Despite using the best available methods and explicitly incorporating uncertainty into our statistical models, our analyses of epizootic lag time faced several challenges, including how best to define the true date of host shifts on our phylogenetic trees. We addressed this by using statistical cutoffs in our assignment of ancestral-host states to branches, assigning the dates of cross-species transmission based on different scenarios, and by including all known bat RV lineages. Although our estimates of the dates of host shifts are consistent with the first historical reports of bat rabies in the Americas during European colonization, the actual dates should be treated with caution. In particular, because we could not include undiscovered or extinct RV lineages, it is possible that some host shifts occurred more recently than we estimated (although there is no reason to suspect a systematic effect that would influence our comparative analysis). Next, because the epizootic lag times were calculated from sequence data, positively selected changes could simply have accumulated over time, with shifts to epizootic growth caused by some other factor. However, support for this scenario would also require a strong correlation between positively selected changes and synonymous substitutions, which, in turn, should have been the best predictor of epizootic lag time: neither of these criteria were supported by our analyses. Thus, although the present data cannot definitively resolve causality, our findings are most consistent with the idea that the number of positively selected sites was the underlying driver of variation in epizootic lag times. Testing this relationship in systems where experimental manipulation is possible or where ecological data exist to parameterize the epizootic lag time is an important next step. Finally, we note that although our assumption that the positive selection observed was related to cross-species transmission was supported by the timing of substitutions along branches, only controlled experiments can reveal the biological effects of these changes and whether they enable onward transmission in new host species.

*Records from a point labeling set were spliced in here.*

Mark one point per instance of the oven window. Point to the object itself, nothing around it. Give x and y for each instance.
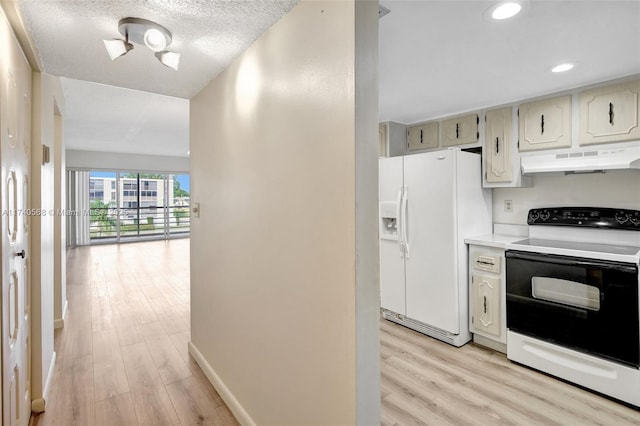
(566, 292)
(587, 305)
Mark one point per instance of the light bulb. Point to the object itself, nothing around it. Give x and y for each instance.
(155, 40)
(506, 10)
(562, 68)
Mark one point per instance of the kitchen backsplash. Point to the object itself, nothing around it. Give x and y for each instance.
(612, 189)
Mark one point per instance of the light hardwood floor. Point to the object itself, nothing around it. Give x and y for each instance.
(122, 360)
(122, 356)
(425, 381)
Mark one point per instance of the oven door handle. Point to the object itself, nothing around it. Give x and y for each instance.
(572, 261)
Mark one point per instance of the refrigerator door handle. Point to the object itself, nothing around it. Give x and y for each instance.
(399, 221)
(405, 220)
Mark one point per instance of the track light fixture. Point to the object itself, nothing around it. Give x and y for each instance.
(142, 31)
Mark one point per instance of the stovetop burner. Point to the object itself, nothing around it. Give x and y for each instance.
(577, 245)
(592, 217)
(591, 232)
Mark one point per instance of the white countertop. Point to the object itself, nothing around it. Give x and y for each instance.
(494, 240)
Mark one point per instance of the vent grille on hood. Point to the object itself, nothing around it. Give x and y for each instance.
(583, 161)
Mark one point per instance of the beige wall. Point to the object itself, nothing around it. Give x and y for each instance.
(47, 96)
(276, 267)
(616, 188)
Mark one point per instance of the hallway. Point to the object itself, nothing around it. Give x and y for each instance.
(122, 356)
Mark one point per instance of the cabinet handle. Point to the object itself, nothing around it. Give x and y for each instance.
(611, 114)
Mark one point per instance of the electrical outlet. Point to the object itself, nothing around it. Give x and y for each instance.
(508, 206)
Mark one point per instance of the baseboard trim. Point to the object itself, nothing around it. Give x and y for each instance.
(59, 323)
(234, 405)
(39, 405)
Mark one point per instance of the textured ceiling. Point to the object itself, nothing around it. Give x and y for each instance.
(112, 119)
(102, 114)
(207, 33)
(443, 57)
(437, 57)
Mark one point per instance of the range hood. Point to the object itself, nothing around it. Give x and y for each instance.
(582, 161)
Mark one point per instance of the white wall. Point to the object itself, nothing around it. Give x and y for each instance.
(618, 189)
(47, 95)
(284, 253)
(94, 160)
(59, 224)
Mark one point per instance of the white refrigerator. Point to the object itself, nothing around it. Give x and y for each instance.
(429, 203)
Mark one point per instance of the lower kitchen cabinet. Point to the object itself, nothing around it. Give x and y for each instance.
(487, 290)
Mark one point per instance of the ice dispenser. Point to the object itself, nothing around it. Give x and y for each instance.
(389, 218)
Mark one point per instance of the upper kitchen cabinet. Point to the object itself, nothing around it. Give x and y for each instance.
(382, 140)
(610, 114)
(498, 162)
(545, 124)
(392, 139)
(422, 136)
(500, 156)
(460, 130)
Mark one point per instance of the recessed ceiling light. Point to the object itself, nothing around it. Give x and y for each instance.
(562, 68)
(506, 10)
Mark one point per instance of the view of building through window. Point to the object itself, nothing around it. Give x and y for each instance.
(125, 205)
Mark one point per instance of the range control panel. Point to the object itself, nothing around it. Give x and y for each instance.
(591, 217)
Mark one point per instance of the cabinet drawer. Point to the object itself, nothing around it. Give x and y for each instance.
(484, 262)
(485, 300)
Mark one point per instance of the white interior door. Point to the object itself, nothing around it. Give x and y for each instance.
(432, 287)
(392, 285)
(15, 129)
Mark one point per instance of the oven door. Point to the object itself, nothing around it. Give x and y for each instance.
(585, 304)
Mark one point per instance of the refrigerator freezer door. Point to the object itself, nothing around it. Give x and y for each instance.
(392, 283)
(431, 276)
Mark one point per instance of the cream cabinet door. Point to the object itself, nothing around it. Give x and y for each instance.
(545, 124)
(423, 136)
(382, 140)
(460, 130)
(497, 145)
(610, 114)
(485, 300)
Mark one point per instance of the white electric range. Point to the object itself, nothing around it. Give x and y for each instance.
(573, 300)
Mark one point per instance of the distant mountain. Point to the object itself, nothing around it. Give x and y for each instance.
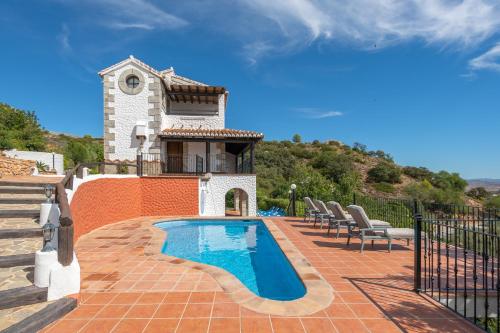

In conclusion, our results showed evidence for episodic positive selection on several RV genes during the early phases of host shifts. Evolutionary routes to viral establishment shared few steps in common, suggesting that diverse genetic changes can accompany adaptation to new hosts and limiting the utility of past host shifts for predicting the evolutionary dynamics of future emergence. Importantly, variation in evolutionary routes to viral establishment might have demographic consequences: the number of positively selected changes was the best predictor of the duration of adaptive periods and, therefore, the speed of viral emergence. Identifying determinants of the extent of viral evolution needed for host shifts is therefore an outstanding question to anticipate the speed of viral establishment. These determinants could include evolutionary similarity among donor and recipient species or ecological factors, such as differences in population density, social structure, migration, or overwintering behavior (11, 24, 31, 32). Future studies linking specific viral mutations to adaptation to host biology will be important for predicting pathogen emergence, and we highlight the utility of a comparative approach that analyzes multiple, natural host shift events to guide these efforts.
Materials and Methods
Estimating Selection Pressures Along the Viral Genome.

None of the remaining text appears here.